Рыцарь - Деверо Джуд. Страница 37
С этими словами он поспешил прочь из кафе — недоеденный «скон» свидетельствовал о том, сколь сильно Николас был раздражен. Выйдя на улицу, Николас зашагал большими, сердитыми шагами в сторону гостиницы, и Дуглесс с трудом поспевала за ним.
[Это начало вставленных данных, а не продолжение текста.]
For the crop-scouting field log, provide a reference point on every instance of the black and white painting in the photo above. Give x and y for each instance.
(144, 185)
По мнению Дуглесс, гостиница была очень красивой, но Николасу все здесь представлялось чуть ли не руинами. Слева от входа в отель высились какие-то каменные стены, и она сначала решила, что это остатки ограды, но он пояснил, что это — стены второй, составляющей почти что половину, части дома, которая так никогда и не была достроена. В данное время это были просто две высокие стены, увитые диким виноградом, а подножие все заросло травой. Он рассказал ей о том, сколь красивыми стали бы эти помещения, если б только их удалось выстроить так, как он это задумывал: деревянные панели, витражи, обрамленные мраморными резными решетками камины. На одной из стен проступал чей-то каменный профиль, почти разрушенный временем и дождями, и, указывая на него, Николас сообщил:
— Это — барельеф с ликом моего брата. Мне хотелось, чтобы его вырезали прямо в стене и я бы всегда помнил о нем.
Они прошли вдоль анфилады комнат без крыш, и он все подробно разъяснял ей. Теперь Дуглесс уже начала понимать, что именно им задумывалось. Она уже почти слышала звуки лютни, доносившиеся из музыкальной гостиной.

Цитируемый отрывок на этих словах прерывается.